There is nothing else of Waller’s fine enough to be admitted here; and even this, though unquestionably a beautiful poem, elastic in words and fresh in feeling, despite its wearied argument, is of the third-class. Greatness seems generally, in the arts, to be of two kinds, and the third rank is less than great. The wearied argument of The Rose is the almost squalid plea of all the poets, from Ronsard to Herrick: ‘Time is short; they make the better bargain who make haste to love.’ This thrifty business and essentially cold impatience was—time out of mind—unknown to the truer love; it is larger, illiberal, untender, and without all dignity.

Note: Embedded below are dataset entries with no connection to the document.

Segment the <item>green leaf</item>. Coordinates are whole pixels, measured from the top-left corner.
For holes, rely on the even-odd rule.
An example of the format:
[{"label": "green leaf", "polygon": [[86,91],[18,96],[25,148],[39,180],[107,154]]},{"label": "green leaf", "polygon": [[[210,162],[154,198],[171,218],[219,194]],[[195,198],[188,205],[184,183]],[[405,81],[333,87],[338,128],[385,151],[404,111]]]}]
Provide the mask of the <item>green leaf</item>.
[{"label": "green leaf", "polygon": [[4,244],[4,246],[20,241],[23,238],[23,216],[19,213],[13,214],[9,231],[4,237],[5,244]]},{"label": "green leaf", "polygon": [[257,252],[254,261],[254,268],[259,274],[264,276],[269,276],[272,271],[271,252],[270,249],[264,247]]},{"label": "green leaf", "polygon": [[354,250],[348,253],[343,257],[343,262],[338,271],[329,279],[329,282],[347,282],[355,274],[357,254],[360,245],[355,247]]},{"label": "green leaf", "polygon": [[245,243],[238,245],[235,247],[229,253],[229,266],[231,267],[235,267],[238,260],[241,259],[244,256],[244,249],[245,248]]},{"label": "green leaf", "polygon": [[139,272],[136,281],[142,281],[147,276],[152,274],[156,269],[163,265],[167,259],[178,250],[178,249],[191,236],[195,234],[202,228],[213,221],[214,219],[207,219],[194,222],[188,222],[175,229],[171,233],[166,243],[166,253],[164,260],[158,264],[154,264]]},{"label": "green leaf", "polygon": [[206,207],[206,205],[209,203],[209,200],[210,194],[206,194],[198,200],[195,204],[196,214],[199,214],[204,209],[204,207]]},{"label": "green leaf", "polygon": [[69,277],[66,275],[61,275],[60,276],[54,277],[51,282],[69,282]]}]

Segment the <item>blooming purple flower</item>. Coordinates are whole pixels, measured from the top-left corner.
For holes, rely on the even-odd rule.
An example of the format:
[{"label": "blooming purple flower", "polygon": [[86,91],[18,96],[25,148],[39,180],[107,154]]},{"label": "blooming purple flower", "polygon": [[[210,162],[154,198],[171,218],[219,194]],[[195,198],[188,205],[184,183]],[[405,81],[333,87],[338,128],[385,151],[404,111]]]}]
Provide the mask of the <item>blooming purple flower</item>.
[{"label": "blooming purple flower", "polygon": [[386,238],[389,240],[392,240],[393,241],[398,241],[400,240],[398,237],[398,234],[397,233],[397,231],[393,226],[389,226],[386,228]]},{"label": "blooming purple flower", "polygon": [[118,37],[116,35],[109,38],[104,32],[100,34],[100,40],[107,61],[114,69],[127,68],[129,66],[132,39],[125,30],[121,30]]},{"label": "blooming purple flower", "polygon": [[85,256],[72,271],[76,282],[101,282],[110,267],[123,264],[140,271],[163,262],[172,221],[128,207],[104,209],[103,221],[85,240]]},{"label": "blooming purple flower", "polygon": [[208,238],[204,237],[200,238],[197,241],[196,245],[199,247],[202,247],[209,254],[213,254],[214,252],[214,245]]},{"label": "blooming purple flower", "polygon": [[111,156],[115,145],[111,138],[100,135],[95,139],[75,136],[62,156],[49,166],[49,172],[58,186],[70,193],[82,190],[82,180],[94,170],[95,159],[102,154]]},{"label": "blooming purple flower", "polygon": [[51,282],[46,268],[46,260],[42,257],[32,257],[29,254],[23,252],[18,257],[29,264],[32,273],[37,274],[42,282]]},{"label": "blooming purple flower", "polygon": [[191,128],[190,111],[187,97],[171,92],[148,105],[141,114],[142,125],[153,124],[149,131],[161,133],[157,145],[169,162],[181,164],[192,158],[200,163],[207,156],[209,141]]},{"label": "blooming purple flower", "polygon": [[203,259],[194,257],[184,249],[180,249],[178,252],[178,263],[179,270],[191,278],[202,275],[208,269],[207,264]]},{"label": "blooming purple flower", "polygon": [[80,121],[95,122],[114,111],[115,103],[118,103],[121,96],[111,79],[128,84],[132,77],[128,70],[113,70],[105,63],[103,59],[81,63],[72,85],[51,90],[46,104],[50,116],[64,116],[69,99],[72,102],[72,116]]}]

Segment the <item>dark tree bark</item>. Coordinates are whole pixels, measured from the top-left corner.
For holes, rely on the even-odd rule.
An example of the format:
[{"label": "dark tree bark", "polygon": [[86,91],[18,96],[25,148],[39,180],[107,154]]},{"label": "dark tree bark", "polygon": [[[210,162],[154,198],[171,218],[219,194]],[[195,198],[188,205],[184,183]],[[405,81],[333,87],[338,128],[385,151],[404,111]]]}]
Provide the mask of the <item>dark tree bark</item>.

The poets were wrong to give their verses the message of so sorry a warning. There is only one thing that persuades you to forgive the paltry plea of the poet that time is brief—and that is the charming reflex glimpse it gives of her to whom the rose and the verse were sent, and who had not thought that time was brief.
L’Allegro.—Page [109].
The sock represents the stage, in L’Allegro, for comedy, and the buskin, in Il Penseroso, for tragedy. Milton seems to think the comic drama in England needs no apology, but he hesitates at the tragic. The poet of King Lear is named for his sweetness and his wood-notes wild.
Il Penseroso.—Page [113].
It is too late to protest against Milton’s display of weak Italian. Pensieroso is, of course, what he should have written.
Lycidas.—Page [119].
Most of the allusions in Lycidas need no explaining to readers of poetry. The geography is that of the western coasts from furthest north to Cornwall. Deva is the Dee; ‘the great vision’ means the apparition of the Archangel, St. Michael, at St. Michael’s Mount; Namancos and Bayona face the mount from the continental coast; Bellerus stands for Belerium, the Land’s End.